Lorsque nos yeux se rencontrèrent, une onde de choc traversa mon corps. La surprise se peignit sur son visage, et mon loup se réveilla instantanément, répondant à l'attraction violente qui me tirait vers lui. Je savais qu'il le ressentait aussi. Je le savais avec une certitude douloureuse. Mais presque aussitôt, son expression se referma, ses traits se durcirent, et il détourna le regard pour le reporter sur mon père.
Ivan se leva, tentant d'intervenir. « Monsieur Stone, je pense que- »
« Je veux qu'il parte », trancha mon père d'une voix glaciale. « Je ne resterai pas assis à manger dans la même pièce que ce misérable. »
Je dus lui reconnaître une patience inhabituelle. La haine qu'il nourrissait envers Alex et sa famille avait toujours été latente, prête à s'embraser. La raison exacte de cette rivalité m'échappait encore.
Alex soutint le regard de mon père quelques secondes de plus, puis reporta calmement son attention sur son assiette. Miranda demeurait immobile, observant la scène, comme nous tous.
« C'est ta dernière chance de partir, Thorne », gronda mon père. « Ou tu le regretteras. »
Alex continua de manger, comme si aucun mot ne lui avait été adressé.
La tension monta d'un cran.
« Emmenez-le », ordonna mon père.
Deux hommes de ma meute s'avancèrent. Alex ne bougea pas. L'un d'eux posa une main sur son épaule et, en une fraction de seconde, la tordit avec une violence inouïe. Un craquement sinistre retentit. Je laissai échapper un cri, horrifiée.
« Tu vas payer pour ça, enfoiré ! » rugit l'homme en faisant jaillir ses griffes.
Alex esquiva l'attaque avec une fluidité déconcertante, se dégageant de l'emprise de son adversaire avec une grâce presque irréelle. Il se redressa, parfaitement calme.
« Ça va très mal finir pour vous deux », dit-il d'un ton égal. « Réfléchissez avant d'aller plus loin. »
« J'ai dit de le jeter dehors », insista mon père.
Je n'avais jamais vu Alex se battre.
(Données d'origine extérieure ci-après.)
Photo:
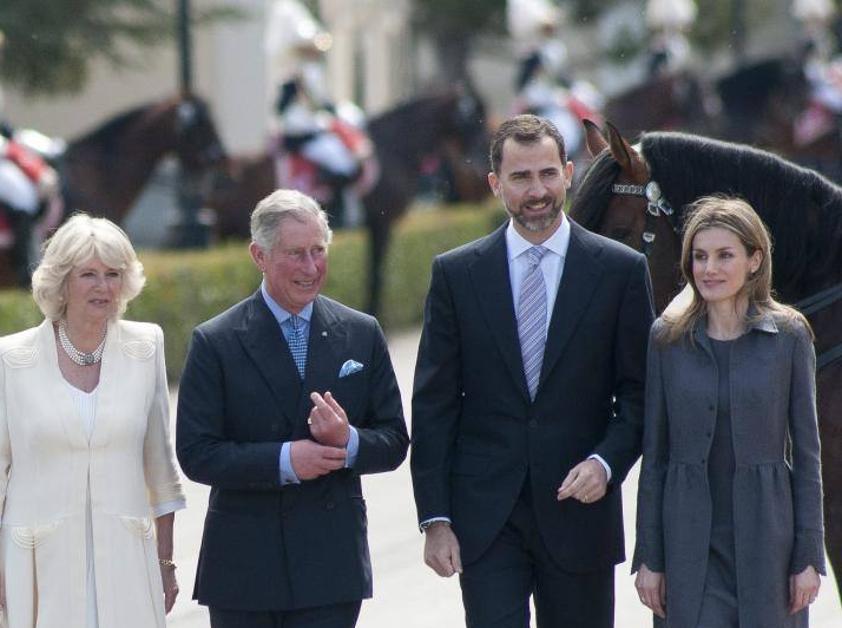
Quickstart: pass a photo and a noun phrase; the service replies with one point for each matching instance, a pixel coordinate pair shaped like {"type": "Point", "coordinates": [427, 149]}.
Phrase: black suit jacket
{"type": "Point", "coordinates": [476, 435]}
{"type": "Point", "coordinates": [267, 547]}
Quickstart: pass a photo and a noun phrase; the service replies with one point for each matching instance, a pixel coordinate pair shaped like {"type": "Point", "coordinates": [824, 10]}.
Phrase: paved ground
{"type": "Point", "coordinates": [406, 593]}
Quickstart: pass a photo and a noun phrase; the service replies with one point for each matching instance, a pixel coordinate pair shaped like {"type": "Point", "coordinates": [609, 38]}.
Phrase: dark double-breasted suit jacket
{"type": "Point", "coordinates": [267, 546]}
{"type": "Point", "coordinates": [476, 434]}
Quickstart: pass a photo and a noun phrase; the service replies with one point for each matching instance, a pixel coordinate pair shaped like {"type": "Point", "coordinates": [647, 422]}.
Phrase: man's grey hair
{"type": "Point", "coordinates": [281, 205]}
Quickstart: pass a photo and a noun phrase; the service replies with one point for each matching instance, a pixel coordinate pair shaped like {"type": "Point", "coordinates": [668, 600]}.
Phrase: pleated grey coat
{"type": "Point", "coordinates": [777, 507]}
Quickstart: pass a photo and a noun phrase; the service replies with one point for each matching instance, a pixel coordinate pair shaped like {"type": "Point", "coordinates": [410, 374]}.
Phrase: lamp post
{"type": "Point", "coordinates": [189, 231]}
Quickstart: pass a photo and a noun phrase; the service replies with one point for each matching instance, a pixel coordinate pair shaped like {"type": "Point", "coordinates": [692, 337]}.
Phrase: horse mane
{"type": "Point", "coordinates": [802, 209]}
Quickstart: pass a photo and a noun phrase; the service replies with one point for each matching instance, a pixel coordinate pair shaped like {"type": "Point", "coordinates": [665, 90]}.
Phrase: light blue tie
{"type": "Point", "coordinates": [297, 343]}
{"type": "Point", "coordinates": [532, 318]}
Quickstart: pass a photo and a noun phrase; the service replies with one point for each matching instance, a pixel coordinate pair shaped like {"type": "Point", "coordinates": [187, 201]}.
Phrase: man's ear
{"type": "Point", "coordinates": [258, 256]}
{"type": "Point", "coordinates": [494, 183]}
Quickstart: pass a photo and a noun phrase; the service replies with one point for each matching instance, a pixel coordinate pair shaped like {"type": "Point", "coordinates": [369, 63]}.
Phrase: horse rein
{"type": "Point", "coordinates": [657, 205]}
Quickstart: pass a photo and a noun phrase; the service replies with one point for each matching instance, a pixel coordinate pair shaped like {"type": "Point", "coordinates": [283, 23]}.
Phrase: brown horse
{"type": "Point", "coordinates": [803, 211]}
{"type": "Point", "coordinates": [448, 124]}
{"type": "Point", "coordinates": [104, 171]}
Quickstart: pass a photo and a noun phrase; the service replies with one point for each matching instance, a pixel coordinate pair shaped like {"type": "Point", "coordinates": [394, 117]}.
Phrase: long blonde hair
{"type": "Point", "coordinates": [737, 216]}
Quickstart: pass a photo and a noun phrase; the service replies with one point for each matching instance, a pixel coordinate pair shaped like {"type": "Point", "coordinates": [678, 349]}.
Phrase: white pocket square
{"type": "Point", "coordinates": [349, 368]}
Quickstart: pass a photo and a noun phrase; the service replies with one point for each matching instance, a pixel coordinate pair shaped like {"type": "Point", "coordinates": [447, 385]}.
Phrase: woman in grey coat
{"type": "Point", "coordinates": [729, 527]}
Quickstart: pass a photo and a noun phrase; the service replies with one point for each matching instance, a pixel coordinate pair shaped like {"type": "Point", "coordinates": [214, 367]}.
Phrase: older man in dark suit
{"type": "Point", "coordinates": [285, 401]}
{"type": "Point", "coordinates": [527, 408]}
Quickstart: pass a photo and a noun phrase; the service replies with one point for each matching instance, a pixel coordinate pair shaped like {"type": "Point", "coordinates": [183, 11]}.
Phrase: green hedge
{"type": "Point", "coordinates": [186, 288]}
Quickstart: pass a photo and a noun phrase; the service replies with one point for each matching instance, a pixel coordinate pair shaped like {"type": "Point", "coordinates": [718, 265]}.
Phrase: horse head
{"type": "Point", "coordinates": [465, 144]}
{"type": "Point", "coordinates": [618, 198]}
{"type": "Point", "coordinates": [198, 145]}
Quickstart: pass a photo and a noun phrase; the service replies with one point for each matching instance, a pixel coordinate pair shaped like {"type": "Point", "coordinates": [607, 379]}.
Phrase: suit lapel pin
{"type": "Point", "coordinates": [349, 368]}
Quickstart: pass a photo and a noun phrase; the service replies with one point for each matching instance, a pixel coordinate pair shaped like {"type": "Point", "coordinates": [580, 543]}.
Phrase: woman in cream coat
{"type": "Point", "coordinates": [88, 487]}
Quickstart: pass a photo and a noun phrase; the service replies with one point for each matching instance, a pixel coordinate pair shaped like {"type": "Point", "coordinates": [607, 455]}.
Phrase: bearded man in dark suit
{"type": "Point", "coordinates": [527, 404]}
{"type": "Point", "coordinates": [285, 401]}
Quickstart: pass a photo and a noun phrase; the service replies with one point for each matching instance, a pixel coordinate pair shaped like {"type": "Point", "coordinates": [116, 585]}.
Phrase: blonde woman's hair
{"type": "Point", "coordinates": [737, 216]}
{"type": "Point", "coordinates": [79, 240]}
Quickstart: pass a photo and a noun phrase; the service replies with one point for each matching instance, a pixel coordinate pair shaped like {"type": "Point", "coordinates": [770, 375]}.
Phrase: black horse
{"type": "Point", "coordinates": [449, 124]}
{"type": "Point", "coordinates": [803, 211]}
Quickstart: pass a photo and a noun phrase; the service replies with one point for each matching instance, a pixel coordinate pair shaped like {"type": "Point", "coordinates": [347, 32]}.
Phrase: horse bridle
{"type": "Point", "coordinates": [657, 205]}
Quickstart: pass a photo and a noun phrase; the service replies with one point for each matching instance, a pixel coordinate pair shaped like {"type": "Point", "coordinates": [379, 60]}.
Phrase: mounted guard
{"type": "Point", "coordinates": [29, 190]}
{"type": "Point", "coordinates": [543, 86]}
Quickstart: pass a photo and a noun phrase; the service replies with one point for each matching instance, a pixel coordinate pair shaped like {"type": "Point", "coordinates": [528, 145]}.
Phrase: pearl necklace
{"type": "Point", "coordinates": [79, 357]}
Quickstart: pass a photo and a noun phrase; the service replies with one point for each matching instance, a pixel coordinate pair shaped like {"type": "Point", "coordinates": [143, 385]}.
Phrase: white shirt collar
{"type": "Point", "coordinates": [279, 312]}
{"type": "Point", "coordinates": [558, 242]}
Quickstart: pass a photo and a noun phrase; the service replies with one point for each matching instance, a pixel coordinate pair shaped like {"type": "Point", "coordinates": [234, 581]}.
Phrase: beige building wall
{"type": "Point", "coordinates": [230, 72]}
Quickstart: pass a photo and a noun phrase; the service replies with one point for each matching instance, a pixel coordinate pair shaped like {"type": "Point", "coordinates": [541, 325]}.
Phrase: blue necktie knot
{"type": "Point", "coordinates": [297, 343]}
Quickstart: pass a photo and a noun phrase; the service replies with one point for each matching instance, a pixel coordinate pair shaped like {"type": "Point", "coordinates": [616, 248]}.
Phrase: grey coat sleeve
{"type": "Point", "coordinates": [806, 466]}
{"type": "Point", "coordinates": [649, 548]}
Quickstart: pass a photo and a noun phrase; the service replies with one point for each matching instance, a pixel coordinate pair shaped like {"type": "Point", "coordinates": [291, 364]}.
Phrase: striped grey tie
{"type": "Point", "coordinates": [532, 318]}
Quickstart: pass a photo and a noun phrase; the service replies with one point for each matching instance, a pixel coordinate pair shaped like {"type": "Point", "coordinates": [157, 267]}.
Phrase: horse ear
{"type": "Point", "coordinates": [594, 138]}
{"type": "Point", "coordinates": [622, 151]}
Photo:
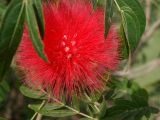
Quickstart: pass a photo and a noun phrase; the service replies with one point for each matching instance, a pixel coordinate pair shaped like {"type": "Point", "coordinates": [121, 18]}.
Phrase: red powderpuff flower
{"type": "Point", "coordinates": [78, 55]}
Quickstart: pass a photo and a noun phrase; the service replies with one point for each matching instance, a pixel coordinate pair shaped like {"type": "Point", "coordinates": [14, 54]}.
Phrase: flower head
{"type": "Point", "coordinates": [78, 55]}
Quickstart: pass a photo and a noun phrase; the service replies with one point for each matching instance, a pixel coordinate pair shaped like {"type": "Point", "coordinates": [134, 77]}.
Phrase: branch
{"type": "Point", "coordinates": [148, 12]}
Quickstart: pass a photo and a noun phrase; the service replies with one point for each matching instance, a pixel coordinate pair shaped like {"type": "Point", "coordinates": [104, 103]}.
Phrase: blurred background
{"type": "Point", "coordinates": [144, 68]}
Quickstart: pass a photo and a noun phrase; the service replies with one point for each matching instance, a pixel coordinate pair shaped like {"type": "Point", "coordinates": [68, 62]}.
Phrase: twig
{"type": "Point", "coordinates": [39, 117]}
{"type": "Point", "coordinates": [148, 12]}
{"type": "Point", "coordinates": [70, 108]}
{"type": "Point", "coordinates": [36, 113]}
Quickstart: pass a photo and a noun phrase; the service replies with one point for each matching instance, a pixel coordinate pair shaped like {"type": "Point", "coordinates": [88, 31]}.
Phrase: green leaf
{"type": "Point", "coordinates": [53, 110]}
{"type": "Point", "coordinates": [133, 20]}
{"type": "Point", "coordinates": [2, 118]}
{"type": "Point", "coordinates": [108, 15]}
{"type": "Point", "coordinates": [4, 90]}
{"type": "Point", "coordinates": [94, 2]}
{"type": "Point", "coordinates": [33, 29]}
{"type": "Point", "coordinates": [36, 94]}
{"type": "Point", "coordinates": [37, 5]}
{"type": "Point", "coordinates": [133, 109]}
{"type": "Point", "coordinates": [103, 109]}
{"type": "Point", "coordinates": [11, 33]}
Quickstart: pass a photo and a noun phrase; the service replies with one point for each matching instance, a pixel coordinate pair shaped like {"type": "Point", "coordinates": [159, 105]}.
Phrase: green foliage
{"type": "Point", "coordinates": [37, 5]}
{"type": "Point", "coordinates": [129, 102]}
{"type": "Point", "coordinates": [4, 89]}
{"type": "Point", "coordinates": [2, 118]}
{"type": "Point", "coordinates": [133, 21]}
{"type": "Point", "coordinates": [108, 15]}
{"type": "Point", "coordinates": [10, 34]}
{"type": "Point", "coordinates": [133, 109]}
{"type": "Point", "coordinates": [53, 110]}
{"type": "Point", "coordinates": [33, 28]}
{"type": "Point", "coordinates": [122, 99]}
{"type": "Point", "coordinates": [94, 2]}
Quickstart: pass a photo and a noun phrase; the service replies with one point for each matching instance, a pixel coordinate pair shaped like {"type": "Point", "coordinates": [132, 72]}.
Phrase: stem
{"type": "Point", "coordinates": [72, 109]}
{"type": "Point", "coordinates": [93, 103]}
{"type": "Point", "coordinates": [76, 111]}
{"type": "Point", "coordinates": [40, 107]}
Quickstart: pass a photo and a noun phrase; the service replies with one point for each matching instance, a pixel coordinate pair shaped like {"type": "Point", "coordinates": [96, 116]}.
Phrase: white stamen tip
{"type": "Point", "coordinates": [66, 49]}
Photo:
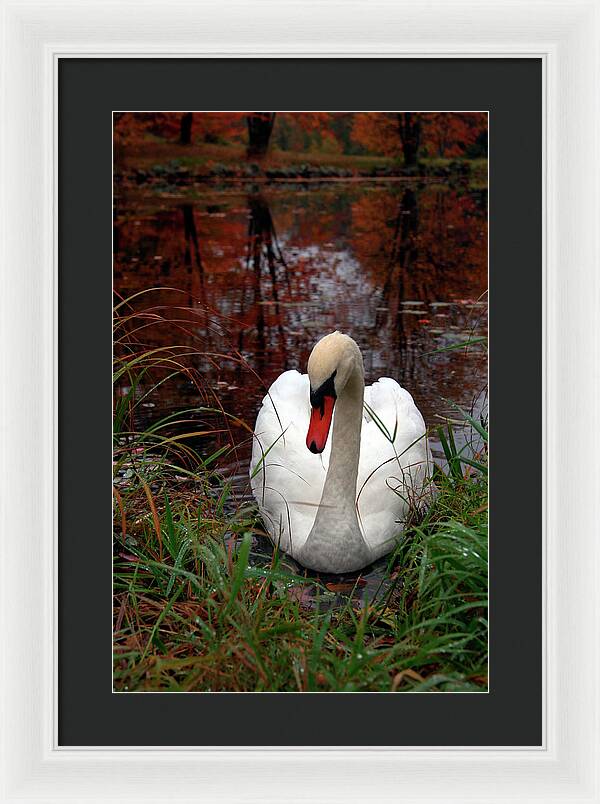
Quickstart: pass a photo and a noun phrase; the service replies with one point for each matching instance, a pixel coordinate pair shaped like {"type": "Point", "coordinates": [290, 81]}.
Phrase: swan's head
{"type": "Point", "coordinates": [332, 362]}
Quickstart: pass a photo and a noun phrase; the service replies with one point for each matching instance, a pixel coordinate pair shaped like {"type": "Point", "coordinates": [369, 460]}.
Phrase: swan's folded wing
{"type": "Point", "coordinates": [394, 461]}
{"type": "Point", "coordinates": [286, 478]}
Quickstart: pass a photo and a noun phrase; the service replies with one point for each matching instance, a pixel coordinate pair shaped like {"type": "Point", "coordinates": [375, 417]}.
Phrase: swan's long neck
{"type": "Point", "coordinates": [340, 483]}
{"type": "Point", "coordinates": [335, 542]}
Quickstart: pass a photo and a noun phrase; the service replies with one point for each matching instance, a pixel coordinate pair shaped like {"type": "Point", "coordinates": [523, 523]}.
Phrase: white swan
{"type": "Point", "coordinates": [306, 485]}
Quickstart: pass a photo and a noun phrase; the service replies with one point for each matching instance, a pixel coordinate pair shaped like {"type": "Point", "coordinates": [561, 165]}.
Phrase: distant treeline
{"type": "Point", "coordinates": [407, 136]}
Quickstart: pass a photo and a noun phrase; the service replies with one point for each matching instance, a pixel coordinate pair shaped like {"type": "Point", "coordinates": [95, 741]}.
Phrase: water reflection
{"type": "Point", "coordinates": [401, 267]}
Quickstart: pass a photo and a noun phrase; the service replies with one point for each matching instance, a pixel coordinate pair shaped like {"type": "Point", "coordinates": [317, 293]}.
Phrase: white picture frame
{"type": "Point", "coordinates": [565, 35]}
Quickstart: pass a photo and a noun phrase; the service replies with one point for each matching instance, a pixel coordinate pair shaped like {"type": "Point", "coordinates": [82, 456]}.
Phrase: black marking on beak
{"type": "Point", "coordinates": [317, 398]}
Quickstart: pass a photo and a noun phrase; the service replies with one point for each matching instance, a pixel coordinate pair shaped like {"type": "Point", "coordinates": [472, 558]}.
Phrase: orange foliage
{"type": "Point", "coordinates": [443, 133]}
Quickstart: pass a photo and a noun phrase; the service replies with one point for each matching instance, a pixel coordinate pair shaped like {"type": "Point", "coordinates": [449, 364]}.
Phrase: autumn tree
{"type": "Point", "coordinates": [185, 135]}
{"type": "Point", "coordinates": [260, 126]}
{"type": "Point", "coordinates": [408, 134]}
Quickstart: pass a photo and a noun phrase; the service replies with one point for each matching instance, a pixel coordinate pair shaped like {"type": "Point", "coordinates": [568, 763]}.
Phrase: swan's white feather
{"type": "Point", "coordinates": [287, 479]}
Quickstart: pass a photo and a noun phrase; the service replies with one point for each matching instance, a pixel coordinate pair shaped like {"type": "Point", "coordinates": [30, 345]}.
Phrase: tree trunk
{"type": "Point", "coordinates": [260, 126]}
{"type": "Point", "coordinates": [409, 128]}
{"type": "Point", "coordinates": [185, 135]}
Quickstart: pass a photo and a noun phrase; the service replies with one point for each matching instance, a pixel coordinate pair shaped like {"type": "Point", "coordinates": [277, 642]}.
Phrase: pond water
{"type": "Point", "coordinates": [399, 265]}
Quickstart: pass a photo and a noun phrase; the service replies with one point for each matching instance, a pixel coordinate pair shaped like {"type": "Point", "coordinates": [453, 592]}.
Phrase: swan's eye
{"type": "Point", "coordinates": [322, 402]}
{"type": "Point", "coordinates": [317, 398]}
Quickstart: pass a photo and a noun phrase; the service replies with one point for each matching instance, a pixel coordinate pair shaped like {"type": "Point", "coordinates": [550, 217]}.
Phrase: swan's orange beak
{"type": "Point", "coordinates": [320, 422]}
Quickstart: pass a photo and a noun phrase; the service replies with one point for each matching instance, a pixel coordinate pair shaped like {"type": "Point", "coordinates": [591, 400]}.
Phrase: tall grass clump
{"type": "Point", "coordinates": [200, 604]}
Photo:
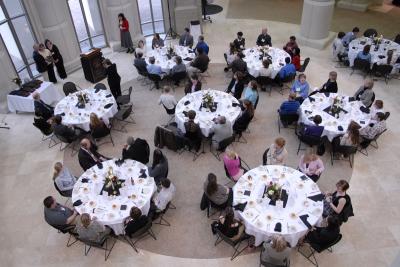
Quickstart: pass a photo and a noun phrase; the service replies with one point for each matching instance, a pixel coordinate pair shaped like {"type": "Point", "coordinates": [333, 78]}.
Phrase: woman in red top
{"type": "Point", "coordinates": [126, 40]}
{"type": "Point", "coordinates": [296, 57]}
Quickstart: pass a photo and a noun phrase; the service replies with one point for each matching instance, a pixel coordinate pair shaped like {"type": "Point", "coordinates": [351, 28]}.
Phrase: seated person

Jusqu'à cet instant, il n'avait été qu'un homme à mes yeux. Ce que je voyais désormais était autre chose. Ses mouvements étaient précis, élégants, presque hypnotiques. Une danse mortelle.
À mes côtés, Ivan tentait de raisonner mon père. « Monsieur Stone, je vous en prie. Rappelez vos hommes avant qu'il n'y ait des morts. Je refuse qu'un massacre ait lieu chez moi. »
« Alors tu n'aurais pas dû laisser ta sœur fréquenter ce chien », cracha mon père.
Un fracas interrompit leur échange. L'un des hommes s'écrasa contre une table, le bois et le verre éclatant sous l'impact. Alex, lui, demeurait d'un calme glaçant. L'autre attaquant haletait, griffes levées.
Alex attrapa sa main, la tordit brutalement, puis brisa sa nuque dans un craquement sec. Le corps s'effondra au sol.
Un souffle s'échappa de mes lèvres. Pas le mien.
Mon regard se tourna vers Miranda. Elle observait la scène avec une fierté à peine dissimulée.
Pourquoi personne ne bougeait-il ?
Alex jeta un dernier regard indifférent au cadavre avant de relever la tête vers mon père.
« Je n'ai aucun respect pour toi », déclara-t-il en me lançant un bref regard chargé de mépris. « Ni pour ta famille. Mais ne me provoque plus. Je fermerai les yeux ce soir, par respect pour ma fiancée. La prochaine fois, ce sera ton corps qui jonchera le sol. »
Il me fixa une dernière fois. Il n'y avait plus rien que de la haine dans ses yeux.
« Miranda. »
Elle s'avança, rayonnante, prit ses mains dans les siennes. « Veuillez excuser ce désordre. »
Elle n'avait rien d'une femme désolée.
Ce ne fut qu'après leur départ, et la colère explosive de mon père, que je compris l'ampleur du désastre.
L'homme que mon loup réclamait encore allait épouser la sœur de mon futur mari.
Mais ce détail sembla insignifiant lorsque mon père gronda, la rage vibrante :
« Il va payer. Je le ferai supplier la mort. »
Le pire venait de se produire.
Alex Thorne venait de déclarer la guerre à ma famille.